What unites this nomenclature is that they took place in the 21st century and their names were taken from the plant world – roses, tulips, orange, cedar, jasmine – which may be why velvet and singing are not usually classified in the same way. True, none of these plants has anything revolutionary about it, but then a revolutionary plant does rather stretch the imagination.
Now all this coding is completely new, less than a couple of decades old. The pre-1989 upheavals in the Philippines and South Korea were not distinguished by coding of this kind, they were just termed “people power”. Nor does there seem to be any retroactivity. The French revolution (of 1789) is still called just that and there has been no attempt to rename it the Bastille revolution, say; the same goes for the Russian revolution, which could surely have been named Avrora and the Mexican the sombrero revolution.
It has been a long lasting complaint of mine that outside Hungary , the 1956 revolution is widely, if not universally, called revolt or upheaval. Somehow the branding never took off, the media hacks generally responsible popularising these terms of art never got round to rebranding the 1956 events. Just as well, maybe. If the foresaid hacks had got round to colour and object coding the Hungarian events, it would certainly have ended up as the paprika revolution. There is no limit to the clichéd imagination that passes for media freedom.

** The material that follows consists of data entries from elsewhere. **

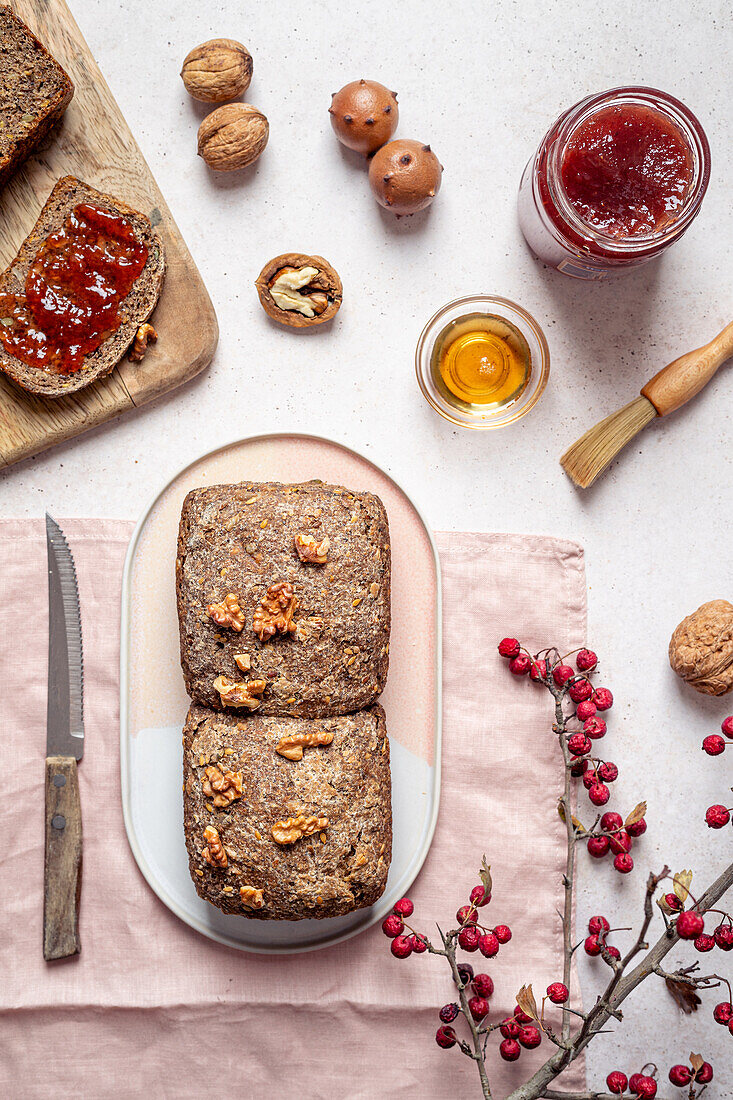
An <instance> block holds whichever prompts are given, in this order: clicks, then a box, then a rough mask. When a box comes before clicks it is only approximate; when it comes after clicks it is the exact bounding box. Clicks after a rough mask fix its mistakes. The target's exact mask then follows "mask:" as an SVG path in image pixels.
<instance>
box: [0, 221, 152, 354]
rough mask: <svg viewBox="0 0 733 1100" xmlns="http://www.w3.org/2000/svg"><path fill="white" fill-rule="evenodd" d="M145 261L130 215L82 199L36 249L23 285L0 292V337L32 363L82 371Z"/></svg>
mask: <svg viewBox="0 0 733 1100" xmlns="http://www.w3.org/2000/svg"><path fill="white" fill-rule="evenodd" d="M146 262H147V248H146V245H145V244H144V243H143V242H142V241H139V240H138V238H136V237H135V234H134V231H133V229H132V226H131V223H130V222H129V221H128V220H127V218H122V217H121V216H120V215H117V213H112V212H110V211H109V210H105V209H103V208H102V207H98V206H95V205H94V204H91V202H80V204H79V205H78V206H76V207H74V209H73V210H72V212H70V213H69V215H67V217H66V220H65V221H64V226H63V227H62V229H59V230H57V231H56V232H54V233H51V234H50V235H48V237H47V238H46V240H45V241H44V242H43V244H42V245H41V248H40V249H39V251H37V253H36V255H35V257H34V260H33V263H32V264H31V266H30V268H29V272H28V275H26V277H25V286H24V293H22V294H1V295H0V341H1V342H2V345H3V348H4V349H6V351H7V352H9V354H11V355H14V356H15V359H19V360H21V361H22V362H23V363H25V364H26V365H28V366H37V367H41V368H42V370H44V371H53V372H55V373H57V374H73V373H74V372H75V371H78V370H79V368H80V366H81V364H83V362H84V360H85V357H86V356H87V355H90V354H91V352H94V351H96V350H97V348H99V346H100V344H102V343H103V342H105V340H107V339H109V337H110V335H112V333H114V332H116V331H117V330H118V328H119V327H120V324H121V323H122V321H121V318H120V313H119V306H120V303H121V301H122V300H123V298H125V297H127V295H128V294H129V292H130V289H131V288H132V285H133V283H134V282H135V279H136V278H139V276H140V274H141V273H142V271H143V268H144V266H145V264H146Z"/></svg>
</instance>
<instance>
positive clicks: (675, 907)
mask: <svg viewBox="0 0 733 1100" xmlns="http://www.w3.org/2000/svg"><path fill="white" fill-rule="evenodd" d="M665 901H666V903H667V905H668V906H669V908H670V909H675V910H679V909H680V906H681V902H680V901H679V899H678V898H677V897H676V894H665ZM675 927H676V928H677V935H678V936H679V938H680V939H691V941H692V945H693V947H694V949H696V950H698V952H700V953H701V954H705V953H707V952H712V950H713V949H714V948H715V947H719V948H720V949H721V950H722V952H730V950H733V923H732V922H731V917H730V916H729V915H727V914H723V920H722V921H721V922H720V924H719V925H718V926H716V927H715V928H713V931H712V933H707V932H705V919H704V915H703V914H702V913H700V912H698V910H697V909H688V910H685V911H683V912H680V914H679V916H678V917H677V920H676V922H675Z"/></svg>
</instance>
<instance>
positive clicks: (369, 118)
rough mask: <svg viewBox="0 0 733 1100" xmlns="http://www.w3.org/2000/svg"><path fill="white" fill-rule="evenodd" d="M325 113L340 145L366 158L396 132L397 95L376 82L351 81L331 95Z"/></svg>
mask: <svg viewBox="0 0 733 1100" xmlns="http://www.w3.org/2000/svg"><path fill="white" fill-rule="evenodd" d="M328 113H329V114H330V117H331V125H332V127H333V133H335V134H336V136H337V138H338V140H339V141H340V142H341V144H342V145H346V146H347V147H348V149H353V150H355V152H357V153H363V154H364V156H369V155H370V154H371V153H373V152H374V151H375V150H378V149H379V147H380V145H384V143H385V141H389V140H390V138H391V136H392V134H393V133H394V132H395V130H396V129H397V119H398V118H400V110H398V108H397V94H396V91H390V89H389V88H385V87H384V85H383V84H378V83H376V80H352V81H351V84H346V85H344V86H343V87H342V88H341V90H340V91H335V92H333V95H332V96H331V106H330V107H329V108H328Z"/></svg>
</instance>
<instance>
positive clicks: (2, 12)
mask: <svg viewBox="0 0 733 1100" xmlns="http://www.w3.org/2000/svg"><path fill="white" fill-rule="evenodd" d="M73 95H74V85H73V84H72V80H70V78H69V76H68V74H67V73H65V72H64V69H63V68H62V67H61V65H59V64H58V62H56V61H55V59H54V58H53V57H52V56H51V54H50V53H48V51H47V50H46V48H45V46H43V45H42V44H41V43H40V42H39V40H37V38H36V37H35V35H34V34H33V33H32V32H31V31H29V29H28V26H26V25H25V23H23V22H21V20H20V19H18V17H17V15H14V14H13V12H12V11H11V10H10V8H9V7H8V5H7V4H0V187H2V186H3V184H6V183H7V182H8V180H9V179H10V177H11V176H12V175H14V173H15V172H17V171H18V169H19V168H20V166H21V164H22V163H23V162H24V161H25V160H26V158H28V157H29V156H30V154H31V152H32V151H33V150H34V149H35V146H36V145H37V144H39V142H40V141H41V140H42V139H43V138H45V135H46V134H47V133H48V131H50V130H51V128H52V127H53V125H54V123H56V122H57V121H58V120H59V119H61V117H62V114H63V113H64V111H65V110H66V108H67V107H68V105H69V103H70V101H72V97H73Z"/></svg>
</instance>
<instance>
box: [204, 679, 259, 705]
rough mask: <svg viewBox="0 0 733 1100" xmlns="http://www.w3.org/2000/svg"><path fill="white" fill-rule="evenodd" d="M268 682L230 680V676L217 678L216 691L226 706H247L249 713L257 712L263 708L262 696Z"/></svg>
mask: <svg viewBox="0 0 733 1100" xmlns="http://www.w3.org/2000/svg"><path fill="white" fill-rule="evenodd" d="M266 686H267V681H266V680H248V681H244V680H230V679H229V676H217V678H216V680H215V681H214V690H215V691H217V692H218V693H219V698H220V700H221V702H222V704H223V705H225V706H245V707H247V709H248V711H256V708H258V707H259V706H262V700H261V698H260V696H261V695H264V691H265V687H266Z"/></svg>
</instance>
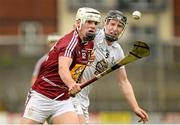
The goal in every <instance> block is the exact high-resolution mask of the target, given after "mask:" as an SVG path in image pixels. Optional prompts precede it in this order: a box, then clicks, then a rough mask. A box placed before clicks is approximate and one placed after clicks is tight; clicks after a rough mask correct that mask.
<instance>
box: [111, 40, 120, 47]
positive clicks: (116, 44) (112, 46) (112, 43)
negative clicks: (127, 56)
mask: <svg viewBox="0 0 180 125" xmlns="http://www.w3.org/2000/svg"><path fill="white" fill-rule="evenodd" d="M111 46H112V47H113V48H116V49H122V48H121V45H120V44H119V43H118V41H114V42H113V43H112V45H111Z"/></svg>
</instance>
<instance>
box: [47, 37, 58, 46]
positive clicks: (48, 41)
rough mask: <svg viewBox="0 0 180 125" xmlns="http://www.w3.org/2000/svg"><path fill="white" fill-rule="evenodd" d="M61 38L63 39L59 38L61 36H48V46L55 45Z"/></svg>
mask: <svg viewBox="0 0 180 125" xmlns="http://www.w3.org/2000/svg"><path fill="white" fill-rule="evenodd" d="M60 38H61V36H59V35H48V37H47V41H48V44H51V43H55V42H56V41H57V40H59V39H60Z"/></svg>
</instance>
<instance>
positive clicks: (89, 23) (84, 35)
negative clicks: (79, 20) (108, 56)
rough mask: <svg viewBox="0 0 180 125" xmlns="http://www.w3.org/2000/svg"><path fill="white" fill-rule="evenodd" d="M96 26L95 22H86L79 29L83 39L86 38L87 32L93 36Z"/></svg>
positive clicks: (94, 33)
mask: <svg viewBox="0 0 180 125" xmlns="http://www.w3.org/2000/svg"><path fill="white" fill-rule="evenodd" d="M97 24H98V23H97V22H95V21H91V20H87V21H86V22H85V23H84V24H83V25H82V27H81V33H82V35H83V37H86V34H87V33H88V32H91V33H94V34H95V32H96V27H97Z"/></svg>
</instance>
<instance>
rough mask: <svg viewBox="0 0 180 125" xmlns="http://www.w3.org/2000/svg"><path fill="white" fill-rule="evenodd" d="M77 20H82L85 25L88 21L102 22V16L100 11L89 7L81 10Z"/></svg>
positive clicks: (76, 18) (80, 20) (85, 7)
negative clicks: (87, 20) (85, 22)
mask: <svg viewBox="0 0 180 125" xmlns="http://www.w3.org/2000/svg"><path fill="white" fill-rule="evenodd" d="M76 20H80V21H81V24H84V23H85V21H86V20H91V21H96V22H97V23H100V22H101V15H100V12H99V11H98V10H95V9H93V8H89V7H82V8H79V9H78V11H77V14H76Z"/></svg>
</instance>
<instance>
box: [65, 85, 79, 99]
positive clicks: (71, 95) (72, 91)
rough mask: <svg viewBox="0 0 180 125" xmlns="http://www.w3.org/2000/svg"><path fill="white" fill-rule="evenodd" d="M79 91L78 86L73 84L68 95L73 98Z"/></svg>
mask: <svg viewBox="0 0 180 125" xmlns="http://www.w3.org/2000/svg"><path fill="white" fill-rule="evenodd" d="M80 91H81V88H80V84H74V85H73V86H71V87H69V92H68V93H69V95H70V96H72V97H74V96H75V95H76V94H77V93H78V92H80Z"/></svg>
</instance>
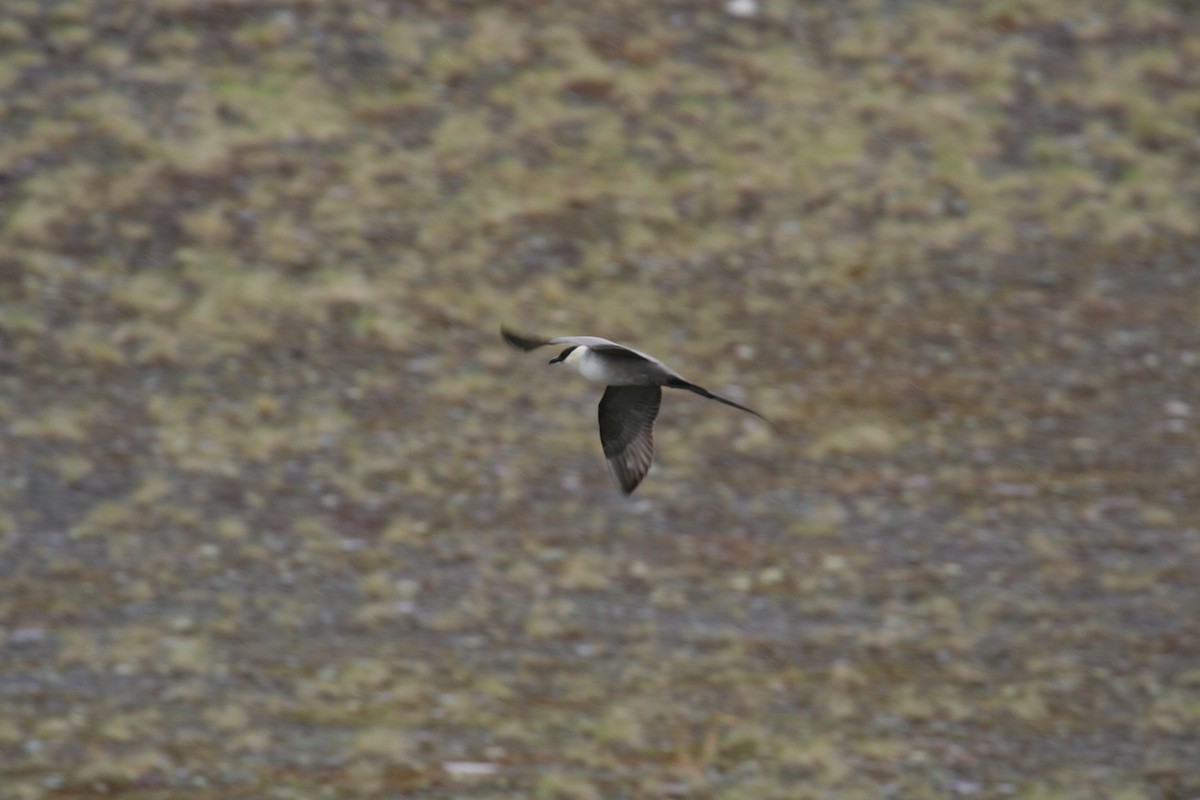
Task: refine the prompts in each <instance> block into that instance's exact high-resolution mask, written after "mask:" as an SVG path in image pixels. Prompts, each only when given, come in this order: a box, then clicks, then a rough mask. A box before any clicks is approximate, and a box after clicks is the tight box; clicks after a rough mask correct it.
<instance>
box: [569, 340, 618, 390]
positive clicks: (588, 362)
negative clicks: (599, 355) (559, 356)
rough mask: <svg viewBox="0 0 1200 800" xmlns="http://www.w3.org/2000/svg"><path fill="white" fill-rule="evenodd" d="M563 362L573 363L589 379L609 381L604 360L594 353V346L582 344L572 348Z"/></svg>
mask: <svg viewBox="0 0 1200 800" xmlns="http://www.w3.org/2000/svg"><path fill="white" fill-rule="evenodd" d="M563 363H569V365H571V366H572V367H575V368H576V369H578V371H580V374H581V375H583V377H584V378H587V379H588V380H594V381H596V383H598V384H606V383H608V381H607V375H606V374H605V369H604V360H602V359H600V357H598V356H596V355H595V354H594V353H592V348H589V347H587V345H584V344H581V345H578V347H577V348H575V349H574V350H571V351H570V353H569V354H568V356H566V357H565V359H563Z"/></svg>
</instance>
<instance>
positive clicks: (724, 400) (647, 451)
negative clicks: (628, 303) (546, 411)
mask: <svg viewBox="0 0 1200 800" xmlns="http://www.w3.org/2000/svg"><path fill="white" fill-rule="evenodd" d="M500 335H502V336H503V337H504V341H505V342H508V343H509V344H511V345H512V347H515V348H520V349H522V350H533V349H536V348H540V347H545V345H547V344H565V345H568V347H566V349H564V350H563V351H562V353H559V354H558V355H557V356H554V357H553V359H551V360H550V363H569V365H571V366H574V367H576V368H577V369H578V371H580V374H581V375H583V377H584V378H587V379H588V380H594V381H595V383H598V384H605V385H606V386H607V389H605V391H604V397H601V398H600V444H601V446H602V447H604V455H605V458H607V459H608V469H610V470H611V471H612V475H613V477H616V479H617V485H618V486H619V487H620V491H622V492H623V493H625V494H630V493H631V492H632V491H634V489H636V488H637V485H638V483H641V482H642V479H643V477H646V474H647V473H648V471H649V470H650V463H652V462H653V461H654V419H655V417H656V416H658V415H659V407H660V405H661V404H662V389H661V387H662V386H666V387H667V389H686V390H688V391H690V392H696V393H697V395H700V396H701V397H707V398H708V399H714V401H716V402H718V403H725V404H726V405H732V407H733V408H736V409H740V410H743V411H746V413H749V414H754V415H755V416H757V417H760V419H761V420H763V421H767V417H764V416H763V415H762V414H760V413H758V411H755V410H754V409H750V408H746V407H745V405H742V404H739V403H734V402H733V401H731V399H727V398H725V397H721V396H720V395H715V393H713V392H710V391H708V390H707V389H704V387H703V386H697V385H696V384H694V383H691V381H690V380H685V379H684V378H683V377H682V375H679V373H677V372H676V371H674V369H671V368H670V367H668V366H666V365H665V363H662V362H661V361H659V360H658V359H655V357H654V356H650V355H647V354H644V353H641V351H638V350H635V349H634V348H628V347H625V345H624V344H617V343H616V342H610V341H608V339H602V338H600V337H598V336H559V337H557V338H552V339H546V338H540V337H535V336H526V335H521V333H515V332H512V331H510V330H509V329H506V327H503V326H502V327H500Z"/></svg>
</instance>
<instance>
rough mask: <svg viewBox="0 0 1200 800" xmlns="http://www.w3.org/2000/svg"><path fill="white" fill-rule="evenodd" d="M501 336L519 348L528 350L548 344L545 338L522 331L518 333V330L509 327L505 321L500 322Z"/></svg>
mask: <svg viewBox="0 0 1200 800" xmlns="http://www.w3.org/2000/svg"><path fill="white" fill-rule="evenodd" d="M500 336H502V337H503V338H504V341H505V342H508V343H509V344H510V345H512V347H515V348H517V349H518V350H526V351H528V350H533V349H535V348H540V347H541V345H542V344H546V342H545V339H539V338H536V337H533V336H524V335H522V333H517V332H516V331H514V330H512V329H511V327H509V326H508V325H505V324H503V323H500Z"/></svg>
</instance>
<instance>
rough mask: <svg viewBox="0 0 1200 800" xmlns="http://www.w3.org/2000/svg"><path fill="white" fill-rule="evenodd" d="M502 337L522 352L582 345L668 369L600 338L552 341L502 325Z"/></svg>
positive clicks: (567, 336) (571, 337) (621, 344)
mask: <svg viewBox="0 0 1200 800" xmlns="http://www.w3.org/2000/svg"><path fill="white" fill-rule="evenodd" d="M500 336H503V337H504V341H505V342H508V343H509V344H511V345H512V347H515V348H518V349H521V350H536V349H538V348H540V347H545V345H547V344H576V345H580V344H582V345H583V347H587V348H590V349H593V350H596V351H598V353H606V354H608V355H612V356H616V357H624V359H630V360H632V361H648V362H649V363H654V365H658V366H660V367H662V368H664V369H667V368H666V367H665V366H664V365H662V362H661V361H659V360H658V359H655V357H654V356H652V355H647V354H644V353H642V351H641V350H635V349H634V348H629V347H625V345H624V344H617V343H616V342H610V341H608V339H602V338H600V337H599V336H556V337H554V338H552V339H547V338H544V337H540V336H533V335H528V333H517V332H516V331H514V330H511V329H509V327H505V326H503V325H500ZM667 372H670V369H667ZM672 374H673V373H672Z"/></svg>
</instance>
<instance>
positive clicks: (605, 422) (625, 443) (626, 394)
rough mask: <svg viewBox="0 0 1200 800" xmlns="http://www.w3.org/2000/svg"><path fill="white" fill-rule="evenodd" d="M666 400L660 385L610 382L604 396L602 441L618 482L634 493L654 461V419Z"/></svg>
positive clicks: (614, 473) (620, 489)
mask: <svg viewBox="0 0 1200 800" xmlns="http://www.w3.org/2000/svg"><path fill="white" fill-rule="evenodd" d="M661 404H662V390H661V389H659V387H658V386H608V389H606V390H605V392H604V397H601V398H600V444H601V445H602V446H604V455H605V458H607V459H608V469H611V470H612V474H613V477H616V479H617V485H618V486H619V487H620V491H622V492H624V493H625V494H630V493H631V492H632V491H634V489H636V488H637V485H638V483H641V482H642V479H643V477H646V474H647V473H649V471H650V463H652V462H653V461H654V419H655V417H656V416H658V415H659V407H660V405H661Z"/></svg>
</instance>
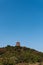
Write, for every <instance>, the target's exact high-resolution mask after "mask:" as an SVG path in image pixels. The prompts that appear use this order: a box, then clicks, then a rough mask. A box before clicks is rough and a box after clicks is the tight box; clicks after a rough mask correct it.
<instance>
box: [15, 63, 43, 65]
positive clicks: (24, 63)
mask: <svg viewBox="0 0 43 65" xmlns="http://www.w3.org/2000/svg"><path fill="white" fill-rule="evenodd" d="M16 65H40V63H32V64H29V63H19V64H16ZM41 65H43V63H41Z"/></svg>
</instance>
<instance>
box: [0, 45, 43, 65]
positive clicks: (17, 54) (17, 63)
mask: <svg viewBox="0 0 43 65" xmlns="http://www.w3.org/2000/svg"><path fill="white" fill-rule="evenodd" d="M36 62H43V53H41V52H38V51H36V50H34V49H30V48H26V47H20V46H15V47H13V46H9V45H8V46H7V47H5V48H0V63H1V64H2V65H15V64H18V63H36Z"/></svg>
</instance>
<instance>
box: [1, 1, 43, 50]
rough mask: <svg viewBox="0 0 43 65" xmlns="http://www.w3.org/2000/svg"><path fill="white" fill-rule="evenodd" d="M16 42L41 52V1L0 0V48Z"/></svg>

On the other hand, there appears to be considerable resistance to accepting the transformative quality of the 2010 elections in Hungary , which gave Fidesz a constitutional majority, and to recognising it as a voter or polling booth revolution. Maybe the concepts of voting and revolution are simply too far apart for the average journo to cope with. Equally, though, it could be that this semi-conscious resistance on the part of the media to accepting that Hungarian voters were genuinely determined to effect a far-reaching change has a political agenda behind it. The hidden agenda could well be that centre-right parties simply can’t be responsible for revolutions. Still, it may be that historians will one day be able to describe the shift in Hungary as revolutionary, with or without plant coding.